Créée en 2018, l’entreprise propose une méthode pour apprendre aux élèves à bien vivre avec leurs émotions de la petite section de maternelle à l’entrée en sixième. Pour ce faire, la société a développé des histoires, des chansons et des jeux d’attention qui peuvent être utilisées à la maison, par les enseignants en classe ou les animateurs en périscolaire. Mascotte de la société, le chat Voltaire accompagne les activités.

« Ce projet est né à l’école Claude Nicolas de La Rochelle, où les enfants passaient d’un établissement classé REP + à un collège qui ne l’était pas. Les enfants y étaient stigmatisés. Nous avons travaillé pendant deux ans avec l’équipe pédagogique de l’école pour construire un programme », se souvient Iris Singer.

25 grandes villes comme Lille, Roubaix et Tourcoing proposent Zamizen dans leurs écoles, ce qui représente 450 classes utilisatrices. La start-up commercialise également ses produits dans des pays francophones : en Belgique, en Suisse, et dans la région de Québec au Canada. Et elle projette de traduire son programme en anglais.

« La version périscolaire lancée en mars dernier fonctionne très bien,  plus de 300 animateurs l’utilisent. Les villes ont des difficultés à recruter des animateurs. Certains arrivent dans des quartiers difficiles avec parfois le Bafa comme seule expérience. Il est important de se sentir armé pour pouvoir accueillir la parole des enfants. Nous leur proposons des activités sur-mesure et les formons à la prise en main », indique l’entrepreneuse. 

D’après sa dernière étude d’impact 2022/2023 , 86 % des enseignants considèrent que Zamizen aide à mieux gérer l’attention des élèves.

« Quand nous avons commencé Zamizen en 2018, personne ne parlait des compétences psychosociales. La première circulaire interministérielle sur le sujet date de 2022. C’est important de commencer très tôt l’apprentissage des compétences psychosociales, dès la petite section de maternelle, car il est possible de prévenir le harcèlement, par exemple. Après, les élèves sont également très occupés par d’autres apprentissages comme lire, écrire, compter », explique la directrice générale de Zamizen.

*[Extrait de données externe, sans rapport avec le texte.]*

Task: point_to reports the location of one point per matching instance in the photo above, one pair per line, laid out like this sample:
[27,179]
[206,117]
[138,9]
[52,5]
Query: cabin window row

Un projet soutenu par l’éducation nationale

Zamizen a vu le jour à l’école Claude Nicolas de La Rochelle, classée REP+. - © D.R.
Zamizen a vu le jour à l’école Claude Nicolas de La Rochelle, classée REP+. - © D.R.

Zamizen a obtenu la labellisation édu-up du ministère de l’éducation nationale en septembre 2022. Cela lui a permis de développer une application qui a fait l’objet d’une étude sur la réduction du stress des enfants en situation de soin chronique.

La start-up a par ailleurs participé en 2022 au programme d’accélération Passerelles porté par la Banque des Territoires et Makesense pour les edtechs à impact. Et elle figurait parmi les dix finalistes de l’édition 2023 des Global edtech start-up awards

L’entreprise de l’économie sociale et solidaire travaille avec les enseignants et les psychologues scolaires pour concevoir ses produits. « Nous fonctionnons dans une logique de laboratoire. Les enseignants intéressés s’inscrivent et testent nos nouvelles activités entre 15 jours et un mois avant de nous faire un retour », poursuit-elle. 

Qui étaient les quatre autres finalistes de ce prix ?

Outre Iris Singer et Medhi Imouloudene, le jury a également reçu à l’oral quatre autres entrepreneurs finalistes :

Anne-Sophie Dulong, à l’origine de Babaoo, un jeu vidéo neuroéducatif destiné aux enfants de plus de sept ans. Le jeu leur permet de découvrir et entraîner des facultés de leur cerveau : l’attention, le contrôle inhibiteur, la mémoire de travail, la flexibilité et la planification.

Marianne Joly, la cofondatrice de Corneille, une plateforme éducative accompagnant les enfants de 3 à 8 ans dans l’apprentissage de la lecture grâce à des activités et des livres interactifs.

Minashe Selvam, qui a cofondé Cantoo, une plateforme spécialisée dans l’accompagnement des élèves souffrant de troubles dys grâce à l’IA notamment. 

• et Yann Regard, directeur des études de l’Institut régional du travail social des Hauts-de-France qui conçoit des immersions professionnelles virtuelles dans les métiers du social pour les jeunes et personnes en reconversion.